Fiqh di tangan Kiai Sahal tidak kering, tapi sebaliknya, hidup, dinamis, bahkan mampu menjadi sumber inspirasi bagi agenda transformasi sosial yang dicita-citakan Islam yang ingin mewujudkan keadilan sosial dalam semua aspek kehidupan, khususnya bidang ekonomi, pendidikan, kesehatan, lingkungan, dan gender.
Fiqh di tangan Kiai Sahal menjadi disiplin ilmu yang inklusif dan bisa berdialog dengan lintas disiplin ilmu yang lain, baik ilmu yang normatif, seperti tafsir, hadis, akidah, dan tasawuf, maupun yang empiris, seperti astronomi, sosiologi, antropologi, sejarah, dan politik.

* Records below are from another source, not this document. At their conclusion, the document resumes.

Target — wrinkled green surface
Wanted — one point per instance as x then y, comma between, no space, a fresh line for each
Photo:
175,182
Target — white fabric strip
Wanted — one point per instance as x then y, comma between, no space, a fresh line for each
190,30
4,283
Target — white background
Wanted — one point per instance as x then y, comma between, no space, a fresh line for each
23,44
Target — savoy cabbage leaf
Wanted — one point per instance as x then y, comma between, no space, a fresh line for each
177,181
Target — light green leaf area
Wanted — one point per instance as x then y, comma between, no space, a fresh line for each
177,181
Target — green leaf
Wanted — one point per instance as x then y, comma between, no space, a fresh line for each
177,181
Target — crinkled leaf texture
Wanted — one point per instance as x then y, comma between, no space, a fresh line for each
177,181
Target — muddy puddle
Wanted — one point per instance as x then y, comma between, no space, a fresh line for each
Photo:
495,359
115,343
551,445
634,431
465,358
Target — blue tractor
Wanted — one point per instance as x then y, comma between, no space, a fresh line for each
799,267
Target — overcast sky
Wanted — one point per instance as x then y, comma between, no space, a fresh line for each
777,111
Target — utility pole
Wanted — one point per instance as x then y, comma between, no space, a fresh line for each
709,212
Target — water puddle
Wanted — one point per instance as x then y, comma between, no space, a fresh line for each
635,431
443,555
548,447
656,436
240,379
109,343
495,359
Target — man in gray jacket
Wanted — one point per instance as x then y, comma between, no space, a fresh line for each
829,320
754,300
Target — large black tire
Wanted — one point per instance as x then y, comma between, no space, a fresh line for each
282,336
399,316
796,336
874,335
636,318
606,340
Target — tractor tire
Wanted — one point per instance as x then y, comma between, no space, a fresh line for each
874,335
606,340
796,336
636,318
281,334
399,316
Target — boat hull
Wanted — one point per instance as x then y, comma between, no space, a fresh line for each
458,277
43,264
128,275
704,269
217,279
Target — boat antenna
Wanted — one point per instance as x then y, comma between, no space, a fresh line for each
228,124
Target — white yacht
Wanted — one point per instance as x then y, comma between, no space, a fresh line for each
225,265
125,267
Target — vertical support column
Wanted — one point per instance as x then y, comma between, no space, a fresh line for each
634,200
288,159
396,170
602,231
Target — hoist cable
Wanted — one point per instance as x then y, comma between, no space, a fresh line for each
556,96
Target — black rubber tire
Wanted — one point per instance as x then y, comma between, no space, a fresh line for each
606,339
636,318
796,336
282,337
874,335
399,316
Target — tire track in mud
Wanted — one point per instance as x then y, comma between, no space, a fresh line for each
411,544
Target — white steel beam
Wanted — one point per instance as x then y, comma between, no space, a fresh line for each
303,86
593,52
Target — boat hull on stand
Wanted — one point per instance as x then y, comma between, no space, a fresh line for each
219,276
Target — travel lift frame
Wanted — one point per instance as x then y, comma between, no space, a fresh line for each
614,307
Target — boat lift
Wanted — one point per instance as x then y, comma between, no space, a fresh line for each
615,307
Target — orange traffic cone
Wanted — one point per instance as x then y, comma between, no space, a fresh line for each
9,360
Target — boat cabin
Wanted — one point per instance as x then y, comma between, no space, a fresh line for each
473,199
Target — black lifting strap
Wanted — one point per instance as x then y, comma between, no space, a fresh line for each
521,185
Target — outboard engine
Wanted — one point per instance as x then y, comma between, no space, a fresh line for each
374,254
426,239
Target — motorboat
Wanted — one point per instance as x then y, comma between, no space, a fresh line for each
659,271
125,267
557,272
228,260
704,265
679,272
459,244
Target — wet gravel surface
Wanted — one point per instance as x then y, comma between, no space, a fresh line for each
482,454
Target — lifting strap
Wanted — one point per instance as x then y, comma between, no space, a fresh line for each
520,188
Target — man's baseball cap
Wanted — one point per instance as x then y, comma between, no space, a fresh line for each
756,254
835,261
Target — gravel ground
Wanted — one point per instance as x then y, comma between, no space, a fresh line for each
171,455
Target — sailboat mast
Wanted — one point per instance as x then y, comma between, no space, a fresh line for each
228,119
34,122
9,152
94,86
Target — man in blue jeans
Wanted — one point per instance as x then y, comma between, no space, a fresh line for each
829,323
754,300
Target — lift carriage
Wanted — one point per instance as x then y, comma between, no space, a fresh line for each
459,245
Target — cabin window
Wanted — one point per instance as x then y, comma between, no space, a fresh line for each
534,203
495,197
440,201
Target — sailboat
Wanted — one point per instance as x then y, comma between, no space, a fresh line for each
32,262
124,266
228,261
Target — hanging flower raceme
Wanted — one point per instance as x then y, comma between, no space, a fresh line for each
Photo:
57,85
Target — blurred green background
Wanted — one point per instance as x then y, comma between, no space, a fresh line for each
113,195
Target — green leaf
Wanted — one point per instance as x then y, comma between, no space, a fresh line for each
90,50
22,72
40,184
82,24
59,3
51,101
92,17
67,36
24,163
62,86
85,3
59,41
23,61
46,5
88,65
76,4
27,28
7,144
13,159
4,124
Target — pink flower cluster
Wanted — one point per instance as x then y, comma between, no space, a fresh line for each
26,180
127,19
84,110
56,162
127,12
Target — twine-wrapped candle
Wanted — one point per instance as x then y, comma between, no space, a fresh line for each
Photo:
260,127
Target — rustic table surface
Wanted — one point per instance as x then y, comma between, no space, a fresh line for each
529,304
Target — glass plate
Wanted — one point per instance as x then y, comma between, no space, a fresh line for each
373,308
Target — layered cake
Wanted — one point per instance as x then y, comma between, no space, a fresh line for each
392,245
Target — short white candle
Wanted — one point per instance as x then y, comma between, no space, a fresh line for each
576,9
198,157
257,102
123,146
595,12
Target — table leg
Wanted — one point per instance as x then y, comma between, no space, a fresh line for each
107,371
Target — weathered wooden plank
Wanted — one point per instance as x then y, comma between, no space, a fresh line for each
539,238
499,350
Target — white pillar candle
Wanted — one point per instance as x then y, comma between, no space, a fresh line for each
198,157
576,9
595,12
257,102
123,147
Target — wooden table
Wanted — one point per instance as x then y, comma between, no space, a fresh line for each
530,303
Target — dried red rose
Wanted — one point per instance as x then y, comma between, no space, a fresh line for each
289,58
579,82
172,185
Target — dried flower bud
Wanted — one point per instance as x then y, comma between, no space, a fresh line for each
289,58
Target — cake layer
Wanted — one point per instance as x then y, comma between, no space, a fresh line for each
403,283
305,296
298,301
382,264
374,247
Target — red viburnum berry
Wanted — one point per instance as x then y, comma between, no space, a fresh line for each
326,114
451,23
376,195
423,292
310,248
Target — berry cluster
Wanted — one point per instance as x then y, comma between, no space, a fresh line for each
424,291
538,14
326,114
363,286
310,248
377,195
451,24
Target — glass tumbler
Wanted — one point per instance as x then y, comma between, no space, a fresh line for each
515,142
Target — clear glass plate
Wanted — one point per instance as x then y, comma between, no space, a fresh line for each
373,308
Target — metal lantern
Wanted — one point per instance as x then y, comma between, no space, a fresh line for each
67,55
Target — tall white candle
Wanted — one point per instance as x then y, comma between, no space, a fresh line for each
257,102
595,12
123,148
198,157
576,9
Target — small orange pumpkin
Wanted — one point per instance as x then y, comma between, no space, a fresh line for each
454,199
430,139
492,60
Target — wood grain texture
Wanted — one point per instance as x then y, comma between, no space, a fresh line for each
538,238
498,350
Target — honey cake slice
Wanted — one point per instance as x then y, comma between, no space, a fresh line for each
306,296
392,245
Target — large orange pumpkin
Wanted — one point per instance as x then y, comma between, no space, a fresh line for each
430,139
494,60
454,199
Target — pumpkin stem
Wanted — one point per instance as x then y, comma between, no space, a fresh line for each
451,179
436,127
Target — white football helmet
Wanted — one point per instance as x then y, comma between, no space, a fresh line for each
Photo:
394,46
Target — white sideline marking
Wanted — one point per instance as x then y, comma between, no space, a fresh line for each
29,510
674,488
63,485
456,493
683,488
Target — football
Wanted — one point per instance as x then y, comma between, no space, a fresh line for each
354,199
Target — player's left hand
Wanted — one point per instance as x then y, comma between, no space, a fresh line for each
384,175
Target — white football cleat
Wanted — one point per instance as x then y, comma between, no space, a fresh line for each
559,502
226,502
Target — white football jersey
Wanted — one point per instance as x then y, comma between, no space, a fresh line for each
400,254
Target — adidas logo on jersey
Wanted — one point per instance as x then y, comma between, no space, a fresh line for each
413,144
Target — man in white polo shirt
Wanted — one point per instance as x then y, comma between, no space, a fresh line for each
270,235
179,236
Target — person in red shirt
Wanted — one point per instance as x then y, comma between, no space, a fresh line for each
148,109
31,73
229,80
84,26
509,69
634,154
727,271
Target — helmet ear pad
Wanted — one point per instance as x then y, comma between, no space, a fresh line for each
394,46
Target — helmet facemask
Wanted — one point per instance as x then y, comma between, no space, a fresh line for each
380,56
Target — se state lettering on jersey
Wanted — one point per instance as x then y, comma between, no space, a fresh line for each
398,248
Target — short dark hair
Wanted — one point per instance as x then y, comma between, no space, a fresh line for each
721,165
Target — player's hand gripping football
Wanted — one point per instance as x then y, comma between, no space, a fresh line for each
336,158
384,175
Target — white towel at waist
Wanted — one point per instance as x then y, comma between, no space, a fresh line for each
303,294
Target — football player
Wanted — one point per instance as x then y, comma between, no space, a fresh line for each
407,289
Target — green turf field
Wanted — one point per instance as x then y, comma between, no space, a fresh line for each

Fiqh di tangan Kiai Sahal menyatu dlm denyut nadi kehidupan umat, tidak sebaliknya, menyendiri, tereliminasi, dan terdemarkasi. Menyatu berarti menyapa, mengkaji, merespons, menawarkan pemikiran dan langkah, dan bergerak secara simultan sebagai solusi problem sosial.
Fiqh di tangan Kiai Sahal tidak bergerak ke arah liberalisme atau konservatisme. Fiqh di tangan Kiai Sahal konsisten meramu dalam pola wasathiyyah (moderasi) antar teori-praktek, nash fiqh-maqasidus syariah, ritual-sosial, dan vertikal-horisontal. Hal terlihat dari lima ciri utama fiqh sosial: kontekstualisasi teks fiqh, beralih dari madzhab qauli ke Manhaji, verifikasi Ushul dan furu’, menjadikan fiqh sebagai etika sosial (bukan hukum positif negara), dan mengenalkan pemikiran filosofis, khususnya dalam masalah sosial budaya.
Fiqh di tangan Kiai Sahal menempatkan fiqh klasik yang dikaji di pesantren sebagai khazanah pemikiran yang kaya dan sumber inspirasi. Khazanah pemikiran tersebut dikombinasikan dengan khazanah pemikiran kontemporer untuk menghadirkan solusi bagi problem sosial kontemporer. Kaidah المحافظة علي القديم الصالح والاخذ بالجديد الاصلح konsisten diterapkan Kiai Sahal sehingga fiqh sosial yang dilahirkan diterima oleh semua kalangan, pesantren, akademisi, lembaga swadaya masyarakat, media, dan birokrasi.